I was wondering if you could be my daddy. Or tell me where to fnd him, or maybe just exchange words as to why I never met him. I was wondering if you could be my first love, and if a boy did anything less than love me, you would hurt them more than they could have hurt me so.

Now I was just wondering which one of you two share the same genes with me, because the other just learned to run away. Mama's gone so i grew up with unanswered questions. She left me and i lack knowledge of her. Then daddy left me, trying to save me from the dark place mama left me in. Two worlds apart, but car accidents was what stopped their derooted hearts. The ones that did beat for me at a point in time, the hearts i never shared unconditional love for. Yet still, the fault we find in time, finds within us the burden that it has to carry for us.

I always wondered how little me was to grow into a true woman one day. You weren't there for me to even look up to, instead i had to look past someone like you. And how was i supposed to love a man when you weren't there to show me any better. How could you even teach me something that you yourself never knew. There's a way words should reach men, and there's a way to hold them. And there's a fire in me that was always supposed to fuel them. And i blame you sometimes for the struggles I go through because i never even knew you.

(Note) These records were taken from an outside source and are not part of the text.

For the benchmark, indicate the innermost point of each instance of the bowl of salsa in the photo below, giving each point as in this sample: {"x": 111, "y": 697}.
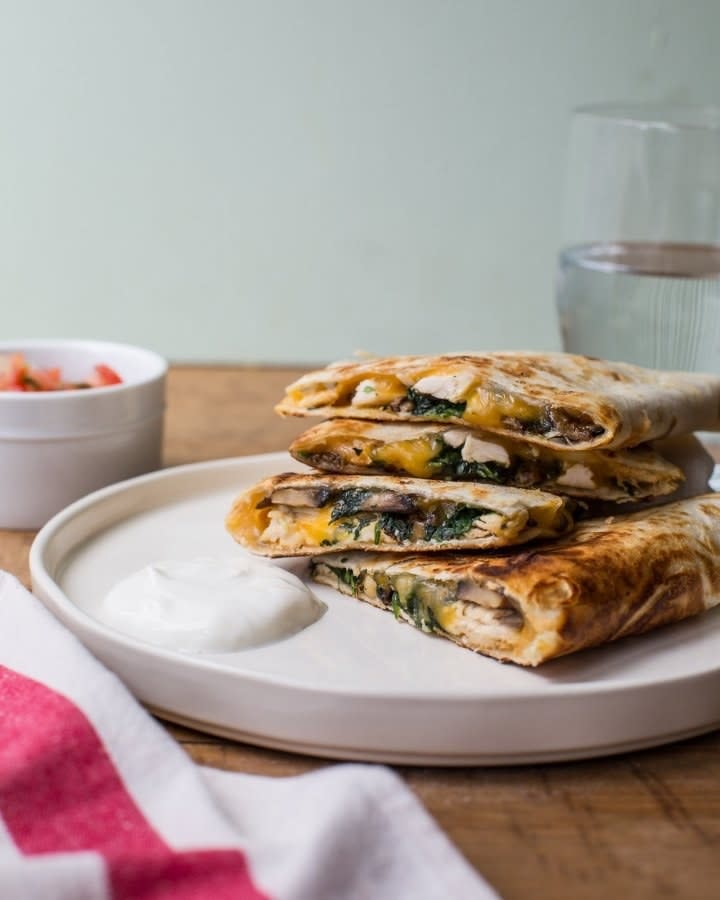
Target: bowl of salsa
{"x": 75, "y": 416}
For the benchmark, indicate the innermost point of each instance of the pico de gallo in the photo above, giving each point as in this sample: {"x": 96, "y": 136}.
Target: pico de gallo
{"x": 17, "y": 374}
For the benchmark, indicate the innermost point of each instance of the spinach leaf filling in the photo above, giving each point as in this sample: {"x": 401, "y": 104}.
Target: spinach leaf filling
{"x": 443, "y": 523}
{"x": 347, "y": 577}
{"x": 406, "y": 596}
{"x": 349, "y": 503}
{"x": 427, "y": 405}
{"x": 450, "y": 464}
{"x": 457, "y": 523}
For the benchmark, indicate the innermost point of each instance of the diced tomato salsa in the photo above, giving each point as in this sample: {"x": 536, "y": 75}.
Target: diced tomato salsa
{"x": 17, "y": 374}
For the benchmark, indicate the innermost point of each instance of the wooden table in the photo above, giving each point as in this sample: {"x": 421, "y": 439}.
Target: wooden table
{"x": 643, "y": 825}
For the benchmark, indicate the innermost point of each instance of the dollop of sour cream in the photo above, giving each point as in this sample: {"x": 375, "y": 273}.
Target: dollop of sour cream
{"x": 210, "y": 605}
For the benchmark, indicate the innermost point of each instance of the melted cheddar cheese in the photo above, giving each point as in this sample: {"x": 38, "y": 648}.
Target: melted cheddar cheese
{"x": 410, "y": 456}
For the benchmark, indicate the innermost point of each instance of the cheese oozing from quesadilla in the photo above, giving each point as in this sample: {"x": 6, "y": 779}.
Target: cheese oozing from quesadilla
{"x": 297, "y": 515}
{"x": 458, "y": 453}
{"x": 552, "y": 399}
{"x": 606, "y": 580}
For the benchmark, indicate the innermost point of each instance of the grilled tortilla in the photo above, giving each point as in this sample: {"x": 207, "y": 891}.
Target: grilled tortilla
{"x": 551, "y": 399}
{"x": 457, "y": 453}
{"x": 298, "y": 515}
{"x": 606, "y": 580}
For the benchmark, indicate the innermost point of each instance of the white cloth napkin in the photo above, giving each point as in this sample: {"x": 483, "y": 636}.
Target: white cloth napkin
{"x": 97, "y": 801}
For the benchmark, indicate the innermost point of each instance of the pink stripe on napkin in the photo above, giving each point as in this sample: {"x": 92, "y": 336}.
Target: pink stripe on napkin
{"x": 98, "y": 802}
{"x": 59, "y": 792}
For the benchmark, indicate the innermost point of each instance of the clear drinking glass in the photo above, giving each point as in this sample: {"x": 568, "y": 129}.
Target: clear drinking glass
{"x": 639, "y": 275}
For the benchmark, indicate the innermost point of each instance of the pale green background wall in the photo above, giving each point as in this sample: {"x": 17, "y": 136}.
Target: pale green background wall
{"x": 268, "y": 180}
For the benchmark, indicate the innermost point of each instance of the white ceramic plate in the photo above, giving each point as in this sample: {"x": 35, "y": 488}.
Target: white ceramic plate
{"x": 357, "y": 684}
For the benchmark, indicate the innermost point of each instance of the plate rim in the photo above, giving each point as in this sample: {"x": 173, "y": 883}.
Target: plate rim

And i grew my strengths on my own, and still to this day battle suppressed childhood pains that remain misunderstood. Am i like my mother or did i inherit daddy's traits. Something i'll never know.

Two days now I told granny I am dying of thirst. She laughs as she hands me a bottle of Carib to drink. As if i had no sense at that young age to differentiate between beer and water. Begging for a morsel of food just to stay alive sometimes. Hoping that old man who looks at you with beastiality under his smile doesn't give me more than just a meal.

Growing pains was the sex and alcohol you call home. But is it even really home. I thought home was where the heart lies, but the faces i recall resembled where the heartless reside. Every crevice in my dust ridden heels conjured up a mile long story to tell of those dirt filled tracks i frequented. These feet of mine walked everywhere with no need for shoes, and it was all i knew. Thinking presents came early because I don't recall birthdays, I just got some new dumpster clothes and remained the happiest child alive. I didn't know any better. Yet I never wanted anything more.

And he once called me a Lotus Flower. Far from an alcoholic or a prostitute, I remained in my purest form. Grandma loved sex and died from an overdose of too many men inside of her they say. Mama was her sweet 16 money maker, until I became that flower that bloomed inside her. They called her Doll, and I know she always wore those ruby red lipsticks just like me. And i wonder too, what price daddy paid for mama that night. She was young and untouched just like the rest of his seeds he planted in every lost soul. At least so i have been told. Had he no sense of what loyalty was?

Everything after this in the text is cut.